Since June we have seen the University move up again in global esteem according to the Times Higher Education World Rankings. The University is now 33rd in the World, with our Arts and Humanities and our Social Sciences equal 19th, highlighting the depth and breadth of our experts and the quality of their research.
A particular highlight of the research calendar this year has been the award of the Australian Research Council's Kathleen Fitzpatrick Laureate Fellowship to Professor Joy Damousi from our School of Historical and Philosophical Studies. The award recognises Joy's celebrated career as an Historian and her impact on the discipline. The five year fellowship will enable her to examine a very topical new project on the history of child refugees in Australia, providing both researchers and the broader community with new insights into the impact and experiences of child refugees in Australia throughout the twentieth and early twenty-first centuries.
In other highlights, saw the Faculty host one of our most celebrated alumni, Professor Germaine Greer, for a very special session of the 10 Great Books series. Professor Greer delighted audiences with a masterful reading of the fragments of the ancient Greek lyric poet, Sappho.
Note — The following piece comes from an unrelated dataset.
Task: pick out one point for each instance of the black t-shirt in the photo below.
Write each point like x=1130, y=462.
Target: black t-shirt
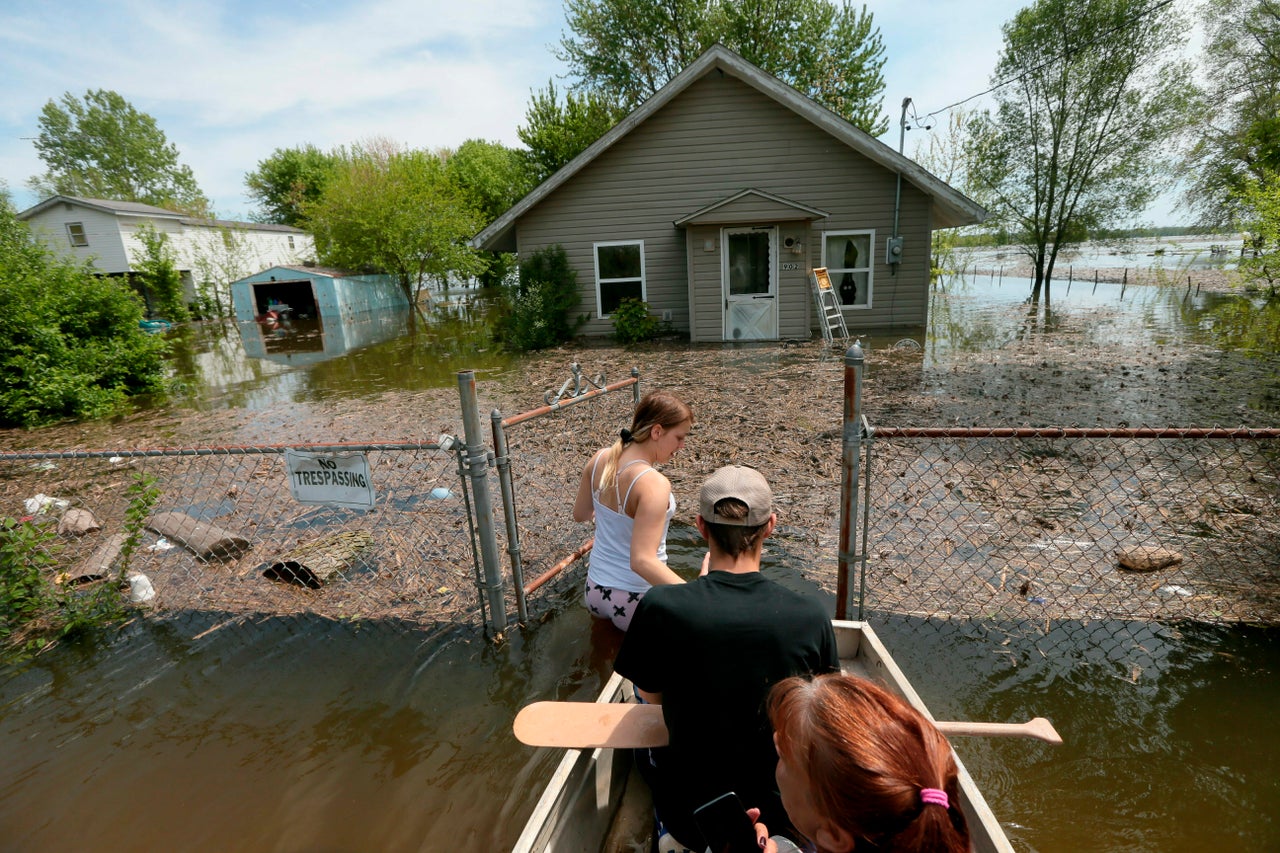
x=713, y=648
Participants enjoyed lively discussion and debate, with topics ranging from biography to history, gender and love, and the many readings and re-readings of the fragments across time.
Thanks to the generosity of one of our esteemed alumni, the Art History program in the Faculty will establish a new Chair in Art History dedicated to Australian art. The Ramsay Chair will honour and celebrate one of Australia's most notable artists, Hugh Ramsay who lived and worked in Melbourne, Paris and London. The Chair highlights the Faculty's rich tradition of Art Historical scholarship, and a renewed focus on Australian Art.
And finally, this month we welcome a new space of thought-provoking commentary and opinion with the launch of the Melbourne School of Government's G20 Watch initiative, providing information and analysis on the premier forum for international economic cooperation and decision-making, hosted by Australia in 2014. I encourage you all to take a look.
I hope you enjoy this edition and I look forward to bringing you more news from the Faculty with the next instalment of Articulation.